Transparency can enhance risk management capabilities. Disclosure of a series of open market, improve the bank information transparency, improve risk management capabilities, build more efficient capital adequacy assessment framework and system, improve the transparency of the banking sector, strengthen the bank's external governance to effectively build the fundamentals for market discipline.
Improving the public aware channels can help to restore market confidence. A large number of complex and opaque trading will adding to the asymmetry of financial market information, then further become breeding grounds for the financial crisis. Business model of financial institutions should be shifted from the selling of risk to active management of risk. Market can more effectively access to information and content about the standardized and full banking operations and risk management, thereby enhancing public confidence and trust, which will influent greatly economic stability and recovery.

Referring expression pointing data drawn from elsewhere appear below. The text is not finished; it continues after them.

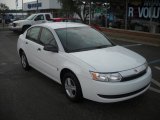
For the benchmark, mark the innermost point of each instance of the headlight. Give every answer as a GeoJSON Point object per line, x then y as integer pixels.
{"type": "Point", "coordinates": [110, 77]}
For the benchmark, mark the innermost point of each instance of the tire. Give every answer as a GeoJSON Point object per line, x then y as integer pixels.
{"type": "Point", "coordinates": [24, 62]}
{"type": "Point", "coordinates": [72, 87]}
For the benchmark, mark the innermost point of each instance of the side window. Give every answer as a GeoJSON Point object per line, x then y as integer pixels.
{"type": "Point", "coordinates": [33, 33]}
{"type": "Point", "coordinates": [47, 37]}
{"type": "Point", "coordinates": [39, 17]}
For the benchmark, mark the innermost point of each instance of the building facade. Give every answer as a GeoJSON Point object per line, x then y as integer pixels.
{"type": "Point", "coordinates": [52, 6]}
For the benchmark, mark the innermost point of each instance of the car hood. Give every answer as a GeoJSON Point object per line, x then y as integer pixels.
{"type": "Point", "coordinates": [111, 59]}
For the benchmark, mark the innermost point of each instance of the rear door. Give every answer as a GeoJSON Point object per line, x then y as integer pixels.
{"type": "Point", "coordinates": [32, 46]}
{"type": "Point", "coordinates": [50, 61]}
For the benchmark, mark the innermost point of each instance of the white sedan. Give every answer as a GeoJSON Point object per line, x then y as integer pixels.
{"type": "Point", "coordinates": [84, 61]}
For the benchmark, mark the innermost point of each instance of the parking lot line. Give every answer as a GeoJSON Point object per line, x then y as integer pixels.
{"type": "Point", "coordinates": [158, 68]}
{"type": "Point", "coordinates": [156, 83]}
{"type": "Point", "coordinates": [132, 45]}
{"type": "Point", "coordinates": [154, 90]}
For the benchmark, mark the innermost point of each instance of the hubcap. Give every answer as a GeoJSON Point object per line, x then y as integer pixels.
{"type": "Point", "coordinates": [70, 87]}
{"type": "Point", "coordinates": [23, 59]}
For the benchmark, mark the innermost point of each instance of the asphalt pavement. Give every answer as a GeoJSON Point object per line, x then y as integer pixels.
{"type": "Point", "coordinates": [33, 96]}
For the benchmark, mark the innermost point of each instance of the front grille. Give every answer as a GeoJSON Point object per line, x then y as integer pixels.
{"type": "Point", "coordinates": [14, 24]}
{"type": "Point", "coordinates": [123, 95]}
{"type": "Point", "coordinates": [134, 76]}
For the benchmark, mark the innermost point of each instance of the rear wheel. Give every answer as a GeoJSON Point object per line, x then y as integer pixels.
{"type": "Point", "coordinates": [72, 87]}
{"type": "Point", "coordinates": [24, 62]}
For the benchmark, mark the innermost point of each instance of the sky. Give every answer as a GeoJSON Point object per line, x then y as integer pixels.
{"type": "Point", "coordinates": [12, 4]}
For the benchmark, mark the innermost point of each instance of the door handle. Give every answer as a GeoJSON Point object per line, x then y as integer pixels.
{"type": "Point", "coordinates": [39, 49]}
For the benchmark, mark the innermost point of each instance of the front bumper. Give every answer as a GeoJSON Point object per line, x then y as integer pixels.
{"type": "Point", "coordinates": [107, 92]}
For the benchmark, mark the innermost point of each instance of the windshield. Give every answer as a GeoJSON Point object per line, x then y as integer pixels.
{"type": "Point", "coordinates": [31, 17]}
{"type": "Point", "coordinates": [81, 39]}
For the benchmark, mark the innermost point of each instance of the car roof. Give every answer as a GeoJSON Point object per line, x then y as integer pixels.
{"type": "Point", "coordinates": [59, 25]}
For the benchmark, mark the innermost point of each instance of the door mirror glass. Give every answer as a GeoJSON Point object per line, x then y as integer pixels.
{"type": "Point", "coordinates": [51, 48]}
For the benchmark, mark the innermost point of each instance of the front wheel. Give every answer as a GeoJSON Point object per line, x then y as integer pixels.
{"type": "Point", "coordinates": [72, 87]}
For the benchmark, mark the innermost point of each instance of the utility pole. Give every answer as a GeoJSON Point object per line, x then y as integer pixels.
{"type": "Point", "coordinates": [126, 17]}
{"type": "Point", "coordinates": [89, 12]}
{"type": "Point", "coordinates": [22, 10]}
{"type": "Point", "coordinates": [37, 7]}
{"type": "Point", "coordinates": [106, 14]}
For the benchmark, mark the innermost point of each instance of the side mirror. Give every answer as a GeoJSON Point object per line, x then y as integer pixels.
{"type": "Point", "coordinates": [51, 48]}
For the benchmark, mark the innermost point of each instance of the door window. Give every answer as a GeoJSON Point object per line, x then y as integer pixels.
{"type": "Point", "coordinates": [39, 17]}
{"type": "Point", "coordinates": [33, 33]}
{"type": "Point", "coordinates": [47, 37]}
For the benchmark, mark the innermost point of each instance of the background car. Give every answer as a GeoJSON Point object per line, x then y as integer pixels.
{"type": "Point", "coordinates": [66, 20]}
{"type": "Point", "coordinates": [84, 61]}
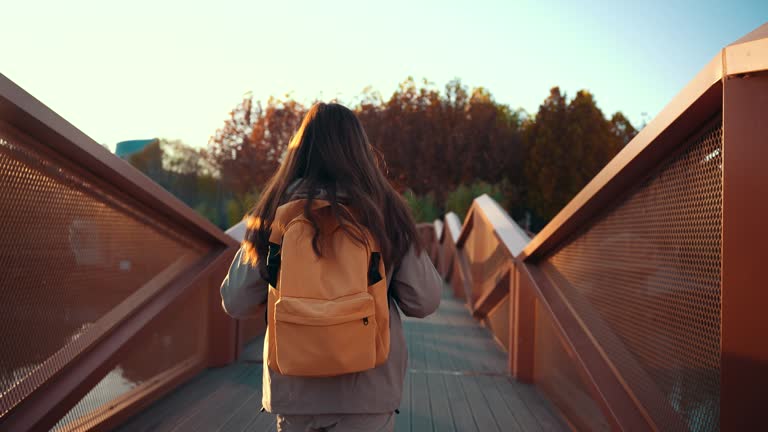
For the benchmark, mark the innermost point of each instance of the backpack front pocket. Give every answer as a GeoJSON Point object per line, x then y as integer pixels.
{"type": "Point", "coordinates": [325, 337]}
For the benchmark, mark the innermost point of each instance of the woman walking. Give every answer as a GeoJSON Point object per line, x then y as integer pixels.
{"type": "Point", "coordinates": [333, 251]}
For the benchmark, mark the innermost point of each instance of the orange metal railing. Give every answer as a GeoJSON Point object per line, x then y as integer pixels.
{"type": "Point", "coordinates": [109, 285]}
{"type": "Point", "coordinates": [640, 305]}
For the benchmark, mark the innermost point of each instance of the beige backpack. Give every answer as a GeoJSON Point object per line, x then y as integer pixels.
{"type": "Point", "coordinates": [326, 315]}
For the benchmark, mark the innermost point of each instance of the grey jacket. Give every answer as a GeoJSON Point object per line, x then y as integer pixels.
{"type": "Point", "coordinates": [415, 288]}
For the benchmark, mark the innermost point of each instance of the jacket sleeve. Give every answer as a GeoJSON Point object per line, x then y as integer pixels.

In conclusion, the Director, Board and other departments such as audit of the bank are irresponsible for the shareholders when they overlooked the action of the single futures trader. The bank should strength the supervisor to the traders. That is, the path to success is clear: the Board needs to make a clear understand of their role and establish effective framework for responsibility of the Board and Directors to the shareholders. Leadership is the key responsibilities of the Board, and good corporate governance depends on the strength of the company leaders. For the Board and Directors, the leadership means that three tasks: setting strategic direction, supervising and implementing the strategy, select and guide senior management. Some other aspects such as audit, transparency to the shareholders are also important for the development of a company.